Above Lokodo is President Museveni, their saviour, but a puzzling arbiter. Now he sounds like a great friend; the next moment he reminds them to respect their fellow merchants in the spirit and demon-obsessed realm; African traditionalists, often loosely described as witchdoctors.
However, resolving the education controversy may amount to little. The evidence is that when it comes to pulpit performances, and to self-advertising, the Bible school graduates peddle the same narratives as the less educated preachers. The more educated preachers only sound more articulate, more persuasive, but spreading the same fake knowledge.
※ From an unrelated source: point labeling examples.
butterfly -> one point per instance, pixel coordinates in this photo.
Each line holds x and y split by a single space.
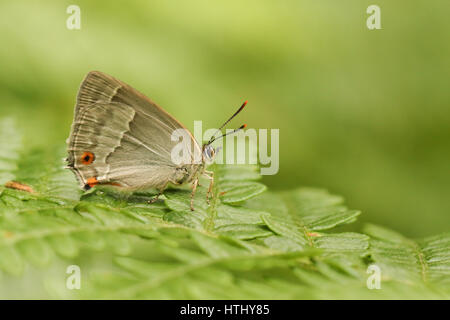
121 138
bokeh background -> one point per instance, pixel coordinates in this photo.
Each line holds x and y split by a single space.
365 114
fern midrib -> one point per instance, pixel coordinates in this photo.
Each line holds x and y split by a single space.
212 210
184 270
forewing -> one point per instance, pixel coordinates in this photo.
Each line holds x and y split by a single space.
129 135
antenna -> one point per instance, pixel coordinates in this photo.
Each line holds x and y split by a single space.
226 134
226 122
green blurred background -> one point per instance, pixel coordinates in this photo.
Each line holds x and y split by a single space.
362 113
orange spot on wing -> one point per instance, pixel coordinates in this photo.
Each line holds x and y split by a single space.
92 181
18 186
8 234
313 234
87 158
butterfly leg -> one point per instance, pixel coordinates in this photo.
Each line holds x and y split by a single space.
194 189
153 200
210 176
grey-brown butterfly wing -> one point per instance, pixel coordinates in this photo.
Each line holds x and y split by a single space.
120 137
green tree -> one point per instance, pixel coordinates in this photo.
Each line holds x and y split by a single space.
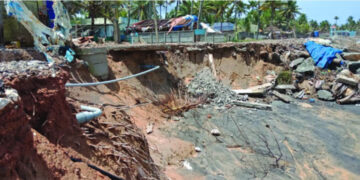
289 11
302 25
273 6
239 8
351 24
324 26
314 25
336 18
142 10
113 10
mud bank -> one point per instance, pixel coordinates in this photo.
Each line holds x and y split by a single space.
153 128
41 134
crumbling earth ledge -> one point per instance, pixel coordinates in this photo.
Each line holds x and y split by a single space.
47 128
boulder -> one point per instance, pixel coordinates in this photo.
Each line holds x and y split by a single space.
296 62
306 67
354 67
325 95
352 56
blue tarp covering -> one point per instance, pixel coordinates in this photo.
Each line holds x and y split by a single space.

When Stephen Mulungi, a Bible school tutor, explains the expansion of the human race through incestuous intimacy in Adam’s household, he is in effect throwing overboard a whole edifice of archaeological, evolutionary and other scientific knowledge, even of common sense, simply to sustain the story of Adam as the first human and present the Bible as an incontestable factual record.
Because this is Uganda, to superficially meet the educational requirements the State may specify, Bible colleges could start mushrooming as the churches did. Fake knowledge will spread. Diplomas and doctorates will be awarded. Gowns will be flowing proudly everywhere.
So, not only is there a need to warn the vulnerable citizens who fall victim at church congregations, but also a need to establish that the content taught at the Bible colleges does not (seriously) damage the foundation for more rational knowledge the students acquired in their mainstream education.
Mr Tacca is a novelist, socio-political commentator.